Danny Lloyd in The Shining

And it’s worth asking why Kubrick, and The Shining in particular, has encouraged such diverse—and occasionally insane—interpretations. For one possible answer, we can turn to Taschen’s Napoleon, which convincingly documents that Kubrick really was as obsessive as he seemed: even before the project had been officially approved by any studio, he had an army of assistants and researchers compiling visual references, combing through archives, and assembling a card catalog that documented what every character was doing on every day of Napoleon’s life. When one of the interviewees in Room 237 claims that Kubrick deployed a team to spend months researching every aspect of Colorado history, we aren’t given much supporting evidence, but it’s certainly plausible. The interviewees argue, not without reason, that Kubrick was a perfectionist who shot miles of film, did countless takes, and wanted to control every aspect of a movie’s production, so that even the fact that a chair in the background disappears from one shot to the next can be taken as a deliberate choice.

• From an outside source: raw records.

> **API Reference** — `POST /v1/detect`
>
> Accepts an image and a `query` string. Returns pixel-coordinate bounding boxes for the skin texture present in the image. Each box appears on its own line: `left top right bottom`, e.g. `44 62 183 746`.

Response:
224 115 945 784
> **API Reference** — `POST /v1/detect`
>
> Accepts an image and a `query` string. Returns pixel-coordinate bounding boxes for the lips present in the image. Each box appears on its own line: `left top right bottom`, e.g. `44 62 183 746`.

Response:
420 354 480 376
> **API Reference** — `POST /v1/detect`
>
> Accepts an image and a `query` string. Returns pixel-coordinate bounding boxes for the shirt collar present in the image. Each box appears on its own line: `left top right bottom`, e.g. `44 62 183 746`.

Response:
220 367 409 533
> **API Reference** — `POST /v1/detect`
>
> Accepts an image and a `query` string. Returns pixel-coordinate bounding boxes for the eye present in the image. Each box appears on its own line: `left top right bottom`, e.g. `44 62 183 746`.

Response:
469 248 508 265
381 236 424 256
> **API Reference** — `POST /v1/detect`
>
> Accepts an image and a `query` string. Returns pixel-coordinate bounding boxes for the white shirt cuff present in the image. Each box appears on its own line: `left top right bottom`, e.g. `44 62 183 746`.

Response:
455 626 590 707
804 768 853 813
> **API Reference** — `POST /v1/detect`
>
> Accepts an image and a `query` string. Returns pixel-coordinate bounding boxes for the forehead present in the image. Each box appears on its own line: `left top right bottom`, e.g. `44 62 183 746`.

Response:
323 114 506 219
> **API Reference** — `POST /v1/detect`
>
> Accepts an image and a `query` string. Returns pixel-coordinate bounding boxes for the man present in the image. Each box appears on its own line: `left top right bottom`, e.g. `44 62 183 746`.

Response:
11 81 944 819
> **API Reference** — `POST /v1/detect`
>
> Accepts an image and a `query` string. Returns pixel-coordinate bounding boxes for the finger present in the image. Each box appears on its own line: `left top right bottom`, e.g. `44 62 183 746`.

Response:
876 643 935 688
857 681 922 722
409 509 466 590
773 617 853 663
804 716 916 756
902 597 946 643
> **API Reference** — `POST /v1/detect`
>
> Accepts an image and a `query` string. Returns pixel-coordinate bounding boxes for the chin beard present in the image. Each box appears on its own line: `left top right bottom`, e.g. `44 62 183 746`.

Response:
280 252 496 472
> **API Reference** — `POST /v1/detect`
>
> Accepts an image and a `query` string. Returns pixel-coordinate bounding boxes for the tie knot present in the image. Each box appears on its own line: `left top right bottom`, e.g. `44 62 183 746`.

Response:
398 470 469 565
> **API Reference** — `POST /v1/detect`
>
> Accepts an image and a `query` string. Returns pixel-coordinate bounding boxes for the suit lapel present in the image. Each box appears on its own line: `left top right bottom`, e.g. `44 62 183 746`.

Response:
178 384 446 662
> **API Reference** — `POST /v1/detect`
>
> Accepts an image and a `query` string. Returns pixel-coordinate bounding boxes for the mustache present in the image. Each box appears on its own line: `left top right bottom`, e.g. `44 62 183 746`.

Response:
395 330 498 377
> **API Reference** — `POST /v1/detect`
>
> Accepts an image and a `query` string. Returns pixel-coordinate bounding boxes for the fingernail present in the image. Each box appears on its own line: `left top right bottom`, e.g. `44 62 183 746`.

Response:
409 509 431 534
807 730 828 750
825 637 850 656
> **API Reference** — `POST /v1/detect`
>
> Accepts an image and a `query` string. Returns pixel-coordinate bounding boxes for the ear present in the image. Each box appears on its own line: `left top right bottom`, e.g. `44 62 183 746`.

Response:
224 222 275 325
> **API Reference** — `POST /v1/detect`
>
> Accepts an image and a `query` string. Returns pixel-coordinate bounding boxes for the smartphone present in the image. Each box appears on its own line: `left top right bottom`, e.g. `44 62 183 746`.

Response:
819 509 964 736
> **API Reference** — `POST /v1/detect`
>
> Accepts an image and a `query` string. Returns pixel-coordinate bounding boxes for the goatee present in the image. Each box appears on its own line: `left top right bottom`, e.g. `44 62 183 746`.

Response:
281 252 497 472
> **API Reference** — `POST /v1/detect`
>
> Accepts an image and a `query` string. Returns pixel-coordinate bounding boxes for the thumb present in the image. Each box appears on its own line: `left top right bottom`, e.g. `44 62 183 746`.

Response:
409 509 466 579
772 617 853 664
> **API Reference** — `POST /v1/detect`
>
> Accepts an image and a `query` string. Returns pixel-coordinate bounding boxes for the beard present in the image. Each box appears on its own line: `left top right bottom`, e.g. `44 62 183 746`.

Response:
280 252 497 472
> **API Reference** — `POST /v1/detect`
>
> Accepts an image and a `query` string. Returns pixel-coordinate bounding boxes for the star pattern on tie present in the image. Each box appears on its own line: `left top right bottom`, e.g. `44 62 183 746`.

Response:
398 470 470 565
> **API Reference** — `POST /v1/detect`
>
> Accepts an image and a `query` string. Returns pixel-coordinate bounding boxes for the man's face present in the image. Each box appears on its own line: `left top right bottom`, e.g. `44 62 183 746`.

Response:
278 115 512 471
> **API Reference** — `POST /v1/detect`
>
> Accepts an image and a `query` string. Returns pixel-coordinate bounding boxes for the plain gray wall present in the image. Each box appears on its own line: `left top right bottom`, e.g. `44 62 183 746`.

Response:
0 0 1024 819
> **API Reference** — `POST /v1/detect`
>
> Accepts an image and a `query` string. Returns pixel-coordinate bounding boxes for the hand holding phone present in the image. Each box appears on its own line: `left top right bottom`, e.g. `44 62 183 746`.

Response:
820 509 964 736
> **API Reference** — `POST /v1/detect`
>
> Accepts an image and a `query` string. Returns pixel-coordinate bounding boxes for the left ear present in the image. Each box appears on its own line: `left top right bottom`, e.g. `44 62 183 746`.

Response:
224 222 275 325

But I think there’s a deeper point to be made here about the nature of Kubrick’s process, and of artistic endeavor in general, beyond what particular significance we read into The Shining. (For what it’s worth, I think there’s a good case to be made that the film deliberately incorporates symbolism from American history, although less for the sake of a clear message than as a way of enhancing its richness and texture, and I’m not sure how seriously to take that can of Calumet baking powder.) Kubrick understood that the point of meticulous control, paradoxically, is to make a movie that can strike up its own reality in the inner life of the viewer, independent of the artist’s intentions. The Shining retains its fascination, after so many other films have been forgotten, because the intricacy of its construction, far from limiting its possible readings, creates a sort of playground—or labyrinth—that rewards endless exploration. The real impossible window is one that the work opens up because the rest of it has been so deliberately constructed. And while I’m not sure what Kubrick would have made of the elaborate games of Room 237, I think he’d be the first to grant that only a very dull movie is all work and no play.